6.3       Committee discussed whether it would be beneficial to establish a Lead Co-ordination Network for climate change.  It was agreed that this should be considered following the review of JNCC's role and also discussions within the Chief Scientists Group about the future work of the existing inter-agency climate change group.
AP2  Mr Yeo and Dr Vincent to bring the issue back to Committee in December 2005.
7. Environmental Change Reflected in the State of Nature (JNCC 05 D07)
7.1       Dr Vincent introduced the paper and explained that it was intended to provide Committee with a summary of the state of the UK's biodiversity and the types of information currently available to report on it.  Committee were informed that this was the first time a paper attempting to provide an overall assessment of biodiversity had been considered by the Committee.  The work is still very much in progress and improvements can still be made.  Further work will take place during 2005.  Committee were invited to comment on the trends outlined in the paper and on the conclusions for further work as set out in para 6.7.

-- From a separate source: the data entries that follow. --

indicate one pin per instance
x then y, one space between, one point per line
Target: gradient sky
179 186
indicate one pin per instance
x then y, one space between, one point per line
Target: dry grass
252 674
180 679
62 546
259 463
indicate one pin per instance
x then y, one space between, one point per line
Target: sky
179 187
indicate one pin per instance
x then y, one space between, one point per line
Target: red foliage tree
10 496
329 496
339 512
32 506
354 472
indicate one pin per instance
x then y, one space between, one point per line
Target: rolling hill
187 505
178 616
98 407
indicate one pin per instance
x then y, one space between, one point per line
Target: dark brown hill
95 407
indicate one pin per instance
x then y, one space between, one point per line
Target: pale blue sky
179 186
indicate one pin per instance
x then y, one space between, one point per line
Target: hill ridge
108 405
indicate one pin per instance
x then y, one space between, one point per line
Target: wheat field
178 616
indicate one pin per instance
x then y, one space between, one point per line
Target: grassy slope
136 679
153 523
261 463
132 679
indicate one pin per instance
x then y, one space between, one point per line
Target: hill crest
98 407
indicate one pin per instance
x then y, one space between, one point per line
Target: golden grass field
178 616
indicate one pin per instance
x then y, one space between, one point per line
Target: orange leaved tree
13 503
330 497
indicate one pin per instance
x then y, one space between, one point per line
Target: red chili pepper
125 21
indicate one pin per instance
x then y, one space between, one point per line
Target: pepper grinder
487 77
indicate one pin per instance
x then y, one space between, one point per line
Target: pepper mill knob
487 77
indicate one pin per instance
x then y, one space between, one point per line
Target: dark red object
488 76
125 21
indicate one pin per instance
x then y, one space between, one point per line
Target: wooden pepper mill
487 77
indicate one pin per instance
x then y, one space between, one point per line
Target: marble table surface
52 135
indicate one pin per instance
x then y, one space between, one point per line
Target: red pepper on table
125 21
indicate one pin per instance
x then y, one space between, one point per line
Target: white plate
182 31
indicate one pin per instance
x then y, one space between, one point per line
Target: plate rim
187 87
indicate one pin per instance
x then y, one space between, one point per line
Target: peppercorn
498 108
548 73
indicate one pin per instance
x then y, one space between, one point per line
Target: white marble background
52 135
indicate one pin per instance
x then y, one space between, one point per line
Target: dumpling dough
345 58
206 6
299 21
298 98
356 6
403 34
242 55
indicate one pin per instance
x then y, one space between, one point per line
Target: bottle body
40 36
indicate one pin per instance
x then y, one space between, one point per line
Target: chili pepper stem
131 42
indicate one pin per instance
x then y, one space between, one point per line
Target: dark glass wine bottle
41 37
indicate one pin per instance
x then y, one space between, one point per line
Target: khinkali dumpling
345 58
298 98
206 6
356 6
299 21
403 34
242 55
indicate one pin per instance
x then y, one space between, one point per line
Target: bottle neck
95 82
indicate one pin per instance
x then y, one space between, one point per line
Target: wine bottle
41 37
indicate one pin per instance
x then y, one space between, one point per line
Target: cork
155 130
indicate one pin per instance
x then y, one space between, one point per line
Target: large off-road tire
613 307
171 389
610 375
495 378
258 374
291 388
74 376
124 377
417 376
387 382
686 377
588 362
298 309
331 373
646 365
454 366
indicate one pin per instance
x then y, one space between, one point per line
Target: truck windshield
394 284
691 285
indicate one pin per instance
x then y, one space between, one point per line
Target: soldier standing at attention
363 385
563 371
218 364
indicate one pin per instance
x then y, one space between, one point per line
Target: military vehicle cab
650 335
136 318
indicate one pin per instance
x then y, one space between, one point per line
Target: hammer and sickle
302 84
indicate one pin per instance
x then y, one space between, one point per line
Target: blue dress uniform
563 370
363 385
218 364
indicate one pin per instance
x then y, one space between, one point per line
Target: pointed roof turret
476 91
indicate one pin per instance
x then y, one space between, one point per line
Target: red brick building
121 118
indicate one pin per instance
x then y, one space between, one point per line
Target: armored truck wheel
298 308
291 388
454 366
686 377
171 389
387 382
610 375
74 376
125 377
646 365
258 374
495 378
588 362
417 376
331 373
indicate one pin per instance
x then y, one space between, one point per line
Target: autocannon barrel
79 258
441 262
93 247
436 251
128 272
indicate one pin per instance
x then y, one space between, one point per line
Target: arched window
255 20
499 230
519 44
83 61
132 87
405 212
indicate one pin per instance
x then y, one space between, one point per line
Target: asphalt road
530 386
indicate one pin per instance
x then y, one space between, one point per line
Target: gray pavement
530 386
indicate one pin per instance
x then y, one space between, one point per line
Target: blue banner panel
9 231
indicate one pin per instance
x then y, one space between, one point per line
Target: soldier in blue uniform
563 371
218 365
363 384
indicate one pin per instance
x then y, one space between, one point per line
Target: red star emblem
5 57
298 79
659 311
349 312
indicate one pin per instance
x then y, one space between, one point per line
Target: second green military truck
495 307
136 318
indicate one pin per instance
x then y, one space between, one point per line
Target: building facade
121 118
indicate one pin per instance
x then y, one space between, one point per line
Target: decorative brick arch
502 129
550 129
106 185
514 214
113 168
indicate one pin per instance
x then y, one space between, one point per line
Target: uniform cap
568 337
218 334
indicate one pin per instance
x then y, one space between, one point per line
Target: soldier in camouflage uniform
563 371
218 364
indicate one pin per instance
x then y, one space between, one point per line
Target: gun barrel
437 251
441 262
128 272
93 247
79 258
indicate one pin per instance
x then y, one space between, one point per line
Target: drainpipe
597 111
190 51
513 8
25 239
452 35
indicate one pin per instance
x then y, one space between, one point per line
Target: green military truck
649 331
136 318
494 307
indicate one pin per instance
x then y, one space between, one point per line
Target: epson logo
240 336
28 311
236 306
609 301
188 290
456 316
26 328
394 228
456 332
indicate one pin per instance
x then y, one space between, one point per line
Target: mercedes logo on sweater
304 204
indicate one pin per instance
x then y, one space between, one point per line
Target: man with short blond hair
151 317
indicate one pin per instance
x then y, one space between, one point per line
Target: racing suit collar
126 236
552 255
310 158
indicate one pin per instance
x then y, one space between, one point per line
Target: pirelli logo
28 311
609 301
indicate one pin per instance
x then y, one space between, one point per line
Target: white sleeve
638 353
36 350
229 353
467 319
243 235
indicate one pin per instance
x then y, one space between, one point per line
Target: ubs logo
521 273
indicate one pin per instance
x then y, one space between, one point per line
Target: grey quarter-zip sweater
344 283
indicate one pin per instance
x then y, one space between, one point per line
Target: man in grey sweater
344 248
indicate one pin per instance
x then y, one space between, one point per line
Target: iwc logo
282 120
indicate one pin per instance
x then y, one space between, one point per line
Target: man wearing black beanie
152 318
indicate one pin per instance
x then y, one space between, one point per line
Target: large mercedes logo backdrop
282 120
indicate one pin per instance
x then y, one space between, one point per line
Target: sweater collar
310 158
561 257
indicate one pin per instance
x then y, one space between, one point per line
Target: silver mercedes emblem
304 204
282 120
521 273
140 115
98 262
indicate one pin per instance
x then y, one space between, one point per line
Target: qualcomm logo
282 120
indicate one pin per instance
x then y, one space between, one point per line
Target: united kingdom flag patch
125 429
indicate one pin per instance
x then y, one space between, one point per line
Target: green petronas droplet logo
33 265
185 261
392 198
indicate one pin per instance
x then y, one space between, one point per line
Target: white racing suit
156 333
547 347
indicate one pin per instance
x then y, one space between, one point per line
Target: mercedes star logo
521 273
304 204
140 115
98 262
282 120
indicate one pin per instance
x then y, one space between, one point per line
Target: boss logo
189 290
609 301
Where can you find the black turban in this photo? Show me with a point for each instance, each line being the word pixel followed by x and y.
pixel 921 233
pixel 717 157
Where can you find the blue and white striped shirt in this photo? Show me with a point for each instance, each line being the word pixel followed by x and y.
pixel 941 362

7.2       In discussion, Committee noted that whilst in general, the decline in the distributional range of  plant species may be slowing and many were actually showing increases in their range, this was not true of rare arable plants.  Committee agreed that whilst much had been achieved it was important not to be too optimistic about what had been achieved in the last 10 years as there was still much work to do.
7.3       Committee considered the Rothampsted moth data should be included in the state of nature reporting.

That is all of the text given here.